- Film poster
- Directed by: Hicham Hajji
- Written by: Lemore Syvan; Samy Chouia; Hicham Hajji;
- Story by: Hicham Hajji
- Produced by: Hicham Hajji; David Zilberberg;
- Starring: Gary Dourdan; Serinda Swan; Andy García; Brice Bexter; Ernie Hudson; Martin Donovan; Robert Knepper; Samy Naceri;
- Cinematography: Philip Lozano
- Edited by: Karim Ouaret
- Music by: Sacha Chaban
- Production companies: Voltage Pictures; H Films; Buffalo 8 Productions;
- Distributed by: Saban Films
- Release date: January 8, 2021 (United States);
- Running time: 99 minutes
- Country: United States
- Languages: English; French;

= Redemption Day (film) =

2021 American action thriller film

Redemption Day is a 2021 American action thriller film directed and co-written by Hicham Hajji. The film stars Gary Dourdan, Serinda Swan, Andy García, Martin Donovan, Robert Knepper and Samy Naceri and follows the U.S. Marine who travels to Morocco to rescue his kidnapped wife. It was distributed by Saban Films.

==Plot==
U.S. Marine Corps Captain Brad Paxton is living with his wife Kate, an archeologist, and a daughter in New York City. He is still haunted by the nightmare of his service in Syria. After giving a speech at a conference, Kate travels to Morocco for an archaeological mission, where she meets French-Algerian archaeologist Jean Rashidi. When Kate and her team drive to find an ancient city hidden under the desert, they realize that they have inadvertently crossed the border into Algeria. Local insurgents arrive and kidnap Kate, Jean and Moroccan Amir Jadid. Jadid is released later.

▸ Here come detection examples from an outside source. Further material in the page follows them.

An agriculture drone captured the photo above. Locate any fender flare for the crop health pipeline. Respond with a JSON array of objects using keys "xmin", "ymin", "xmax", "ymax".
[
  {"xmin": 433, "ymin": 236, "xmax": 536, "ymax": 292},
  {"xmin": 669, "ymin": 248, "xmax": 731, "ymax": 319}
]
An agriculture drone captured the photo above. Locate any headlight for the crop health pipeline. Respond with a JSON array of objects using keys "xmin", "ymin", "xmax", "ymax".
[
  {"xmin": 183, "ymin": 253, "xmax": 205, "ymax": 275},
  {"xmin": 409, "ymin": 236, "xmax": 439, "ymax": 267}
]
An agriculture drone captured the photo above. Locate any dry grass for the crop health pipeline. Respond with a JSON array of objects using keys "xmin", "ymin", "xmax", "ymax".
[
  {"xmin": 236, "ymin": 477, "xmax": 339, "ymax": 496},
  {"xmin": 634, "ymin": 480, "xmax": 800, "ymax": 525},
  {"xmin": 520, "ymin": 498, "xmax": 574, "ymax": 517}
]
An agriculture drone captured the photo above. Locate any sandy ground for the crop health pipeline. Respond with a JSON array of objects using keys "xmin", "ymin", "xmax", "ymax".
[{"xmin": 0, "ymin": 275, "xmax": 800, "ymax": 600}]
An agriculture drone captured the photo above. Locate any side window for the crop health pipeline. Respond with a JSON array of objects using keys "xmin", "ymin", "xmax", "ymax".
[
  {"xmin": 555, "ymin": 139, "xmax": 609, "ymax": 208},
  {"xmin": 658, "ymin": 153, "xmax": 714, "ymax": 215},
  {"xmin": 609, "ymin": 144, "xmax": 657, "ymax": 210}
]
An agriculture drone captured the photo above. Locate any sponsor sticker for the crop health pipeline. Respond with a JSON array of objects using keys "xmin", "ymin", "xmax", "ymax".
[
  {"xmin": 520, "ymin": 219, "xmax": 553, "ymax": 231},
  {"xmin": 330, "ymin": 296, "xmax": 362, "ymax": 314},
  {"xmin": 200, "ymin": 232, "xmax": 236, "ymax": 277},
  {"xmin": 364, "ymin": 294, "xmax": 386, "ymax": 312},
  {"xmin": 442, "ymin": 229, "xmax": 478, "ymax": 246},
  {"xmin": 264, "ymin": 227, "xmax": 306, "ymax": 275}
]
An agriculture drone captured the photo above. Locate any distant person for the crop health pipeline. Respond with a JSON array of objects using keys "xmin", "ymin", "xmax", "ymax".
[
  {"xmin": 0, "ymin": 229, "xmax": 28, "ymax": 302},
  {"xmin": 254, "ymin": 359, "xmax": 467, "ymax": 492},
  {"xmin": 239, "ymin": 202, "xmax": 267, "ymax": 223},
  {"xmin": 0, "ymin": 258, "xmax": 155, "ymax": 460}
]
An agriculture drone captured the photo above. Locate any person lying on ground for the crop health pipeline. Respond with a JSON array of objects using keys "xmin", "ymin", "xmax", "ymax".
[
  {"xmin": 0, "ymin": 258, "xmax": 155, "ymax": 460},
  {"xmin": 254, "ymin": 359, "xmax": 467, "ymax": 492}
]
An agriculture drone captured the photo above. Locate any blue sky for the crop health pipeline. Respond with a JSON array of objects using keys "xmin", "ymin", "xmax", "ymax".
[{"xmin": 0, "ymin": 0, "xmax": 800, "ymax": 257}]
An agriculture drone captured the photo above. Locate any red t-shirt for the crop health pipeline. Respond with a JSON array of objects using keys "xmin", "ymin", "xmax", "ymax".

Brad receives news about Kate and travels to Rabat, where he meets a Cabinet member of the Moroccan government, a liaison Younes Laalej, a former U.S. Army soldier, served together with Brad. U.S. Ambassador Williams reluctantly agrees to join Younes and Brad in the operation to gather intel, despite Tom Fitzgerald's objections. The embassy discloses that the terrorist leader Jaafar El Hadi is wanted by Interpol and has been in hiding. Meanwhile, El Hadi and his comrades vote to kill Kate if the ten million dollar ransom is not paid after their evening prayer.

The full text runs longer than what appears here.